In order to be heard, you need people in power who are willing to listen.
Without that, nothing else matters. I don’t care how obvious you think your cause is – voting rights, climate change, money in politics, inequality, economic growth – you name it. Protests, social media rants, blog posts, petitions – all of it is useless without allies in state legislatures, governorships, Congress, the courts, federal agencies, and the presidency.
No one is happy with the two major parties, including me, but “the two party system” exists because the Constitution created a plurality voting system, in which the candidate with the most votes wins. The two party system is written into the DNA of this country. I’m all in favor of ranked-choice voting, which would help change that, but voting third-party in this election won’t accomplish that goal. For reference, Maine is holding a referendum on whether to institute this method for down-ballot races, likely because they keep electing the bigoted and emotionally unstable Paul LePage in three-way races.
In the meantime, you have two flawed, realistic options, and millennials, when you look at the issues, the difference between Hillary Clinton and Donald Trump is the difference between a rash and organ failure. If what you hope for is to be heard when you demand a more inclusive society, more widely shared prosperity, and dignity for all Americans no matter their religion, skin color, gender, or sexual orientation, opposing Donald Trump is not enough. You have to vote for Clinton.
Even if you think Hillary Clinton believes in none of those things, the fact that she claims to matters. Voters overestimate the importance of a politician’s perceived “genuine” beliefs, which privilege the loudest, charismatic people over the quiet but productive ones. What should matter is their ability to listen to voters and deliver solutions that genuinely improve their lives.

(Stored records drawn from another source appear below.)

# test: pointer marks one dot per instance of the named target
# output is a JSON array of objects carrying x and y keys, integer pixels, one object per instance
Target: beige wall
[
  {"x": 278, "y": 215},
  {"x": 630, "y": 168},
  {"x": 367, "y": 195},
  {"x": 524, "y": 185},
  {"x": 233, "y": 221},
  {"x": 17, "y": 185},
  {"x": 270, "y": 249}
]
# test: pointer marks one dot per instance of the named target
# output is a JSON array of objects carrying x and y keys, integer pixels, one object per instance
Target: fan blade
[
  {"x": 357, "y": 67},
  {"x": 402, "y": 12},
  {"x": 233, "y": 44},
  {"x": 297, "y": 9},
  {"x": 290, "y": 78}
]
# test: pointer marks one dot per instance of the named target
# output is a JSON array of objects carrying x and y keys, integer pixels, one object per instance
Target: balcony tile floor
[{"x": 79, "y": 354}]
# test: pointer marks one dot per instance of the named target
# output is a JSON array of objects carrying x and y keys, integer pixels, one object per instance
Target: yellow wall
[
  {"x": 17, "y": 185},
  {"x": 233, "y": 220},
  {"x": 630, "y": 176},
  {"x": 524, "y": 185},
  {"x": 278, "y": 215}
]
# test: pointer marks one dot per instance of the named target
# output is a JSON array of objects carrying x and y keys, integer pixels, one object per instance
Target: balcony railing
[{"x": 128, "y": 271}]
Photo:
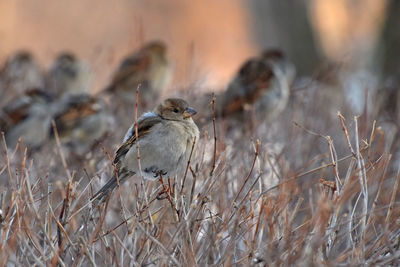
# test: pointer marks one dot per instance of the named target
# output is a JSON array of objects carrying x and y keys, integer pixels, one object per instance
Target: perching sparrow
[
  {"x": 20, "y": 73},
  {"x": 80, "y": 121},
  {"x": 28, "y": 117},
  {"x": 69, "y": 75},
  {"x": 263, "y": 83},
  {"x": 148, "y": 67},
  {"x": 166, "y": 137}
]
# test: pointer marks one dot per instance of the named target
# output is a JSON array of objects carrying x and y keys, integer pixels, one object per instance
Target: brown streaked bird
[
  {"x": 148, "y": 67},
  {"x": 20, "y": 73},
  {"x": 28, "y": 117},
  {"x": 165, "y": 139},
  {"x": 81, "y": 120},
  {"x": 68, "y": 76},
  {"x": 262, "y": 82}
]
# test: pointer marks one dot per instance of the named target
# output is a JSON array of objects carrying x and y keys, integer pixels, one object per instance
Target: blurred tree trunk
[
  {"x": 389, "y": 47},
  {"x": 388, "y": 58},
  {"x": 286, "y": 25}
]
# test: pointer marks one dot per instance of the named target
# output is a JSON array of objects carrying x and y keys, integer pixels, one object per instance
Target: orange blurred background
[{"x": 208, "y": 39}]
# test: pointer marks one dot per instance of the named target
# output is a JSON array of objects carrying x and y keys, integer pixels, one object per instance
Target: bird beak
[{"x": 189, "y": 112}]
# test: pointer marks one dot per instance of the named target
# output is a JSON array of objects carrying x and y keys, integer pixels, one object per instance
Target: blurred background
[{"x": 208, "y": 40}]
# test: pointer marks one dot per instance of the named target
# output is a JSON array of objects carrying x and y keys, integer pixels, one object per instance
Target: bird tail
[{"x": 109, "y": 187}]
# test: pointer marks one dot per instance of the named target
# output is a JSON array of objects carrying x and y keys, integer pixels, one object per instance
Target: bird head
[{"x": 175, "y": 109}]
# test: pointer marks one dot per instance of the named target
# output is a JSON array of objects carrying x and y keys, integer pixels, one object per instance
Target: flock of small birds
[{"x": 32, "y": 99}]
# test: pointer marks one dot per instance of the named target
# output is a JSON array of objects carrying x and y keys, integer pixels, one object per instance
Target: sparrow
[
  {"x": 262, "y": 82},
  {"x": 69, "y": 75},
  {"x": 20, "y": 73},
  {"x": 149, "y": 67},
  {"x": 27, "y": 117},
  {"x": 81, "y": 120},
  {"x": 165, "y": 140}
]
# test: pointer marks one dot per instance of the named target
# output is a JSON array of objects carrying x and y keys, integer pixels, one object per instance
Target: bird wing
[
  {"x": 14, "y": 113},
  {"x": 136, "y": 64},
  {"x": 75, "y": 111},
  {"x": 144, "y": 127},
  {"x": 250, "y": 83}
]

For all her flaws, Hillary Clinton played a crucial role in improving people’s lives no matter where she’s served:
- She exposed segregationist policies as a lawyer at the Children’s Defense Fund.
- As First Lady of the US, she pushed for the State Children’s Health Insurance Program, which in 2014 covered 8 million children.
- As senator, she fought for health care research and funding for 9/11 first responders, helped write and pass the Pediatric Research Equity Act, which requires pharmaceutical companies to study the effects of their drugs on children, and was an original co-sponsor of the Lilly Ledbetter Fair Pay Act, which makes it easier for women to sue for pay discrimination.
- As Secretary of State, she rallied the world to impose tougher sanctions on Iran, which forced them to the table, and laid the groundwork for the US-China Climate Agreement and the Paris Agreement.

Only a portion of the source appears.